Trump charged that previous administrations, gullible and weak, had let China get away with abusive trade practices, accepting empty promises from Beijing and allowing the U.S.-China economic relationship to grow ever more lopsided. As evidence, he pointed to America’s vast U.S. trade deficit with China — $379 billion last year, by far the biggest with any country in the world.
Once he took office, Trump’s relationship with his Chinese counterpart, Xi Jinping, seemed to get off to a good start. The two men shared chocolate cake and amiable conversation at Trump’s resort in Mar-a-Lago, Florida, in April 2017. A few weeks later, China agreed to open its market U.S. beef, cooked chicken, and natural gas in what Commerce Secretary Wilbur Ross called a “herculean accomplishment.”
The romance faded. In March 2018, the Office of the U.S. Trade Representative issued a report accusing China of using predatory tactics to strengthen its tech companies.

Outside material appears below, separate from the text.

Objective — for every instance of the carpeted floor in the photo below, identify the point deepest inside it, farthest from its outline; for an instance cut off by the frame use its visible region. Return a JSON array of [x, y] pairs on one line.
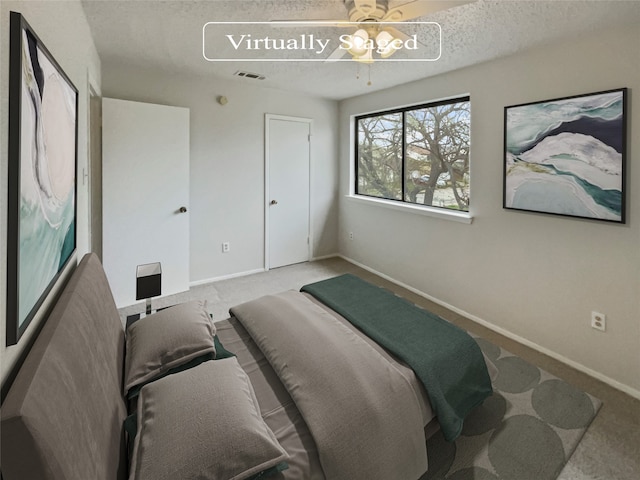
[[527, 430], [609, 450]]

Last July, the Trump administration gradually began slapping import taxes on Chinese goods to pressure Beijing into changing its policies. It now has imposed 10% tariffs on $200 billion in Chinese imports and 25% tariffs on another $50 billion. The Chinese have retaliated by targeting $110 billion in U.S. imports.

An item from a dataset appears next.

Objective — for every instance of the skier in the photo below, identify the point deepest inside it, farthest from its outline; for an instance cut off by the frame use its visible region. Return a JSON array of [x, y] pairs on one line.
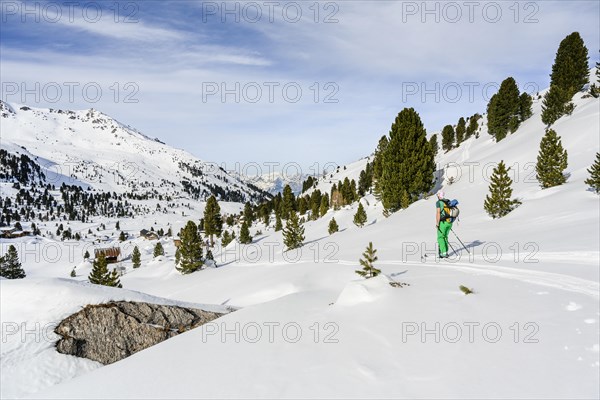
[[443, 226]]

The fight between the world’s two biggest economies is raising worries about global economic growth. The International Monetary Fund, the World Bank, and others have downgraded their forecasts for the world economy, saying the U.S.-China standoff is reducing world trade and creating uncertainty for companies trying to decide where to buy supplies, build factories, and make investments.
Trump has portrayed his tariffs as a moneymaker for the United States and a benefit to the U.S. economy.
But a March study by economists from the Federal Reserve Bank of New York, Columbia University, and Princeton University found that the burden of Trump’s tariffs — including taxes on steel, aluminum, solar panels, and Chinese imports — falls entirely on U.S. consumers and businesses who buy imported products. By the end of last year, the study found, they were paying $3 billion a month in higher taxes and absorbing $1.4 billion a month in lost efficiency.
Nonetheless, the overall U.S. economy has remained healthy. On Friday, the government reported that the U.S. unemployment rate had fallen to the lowest level in half a century.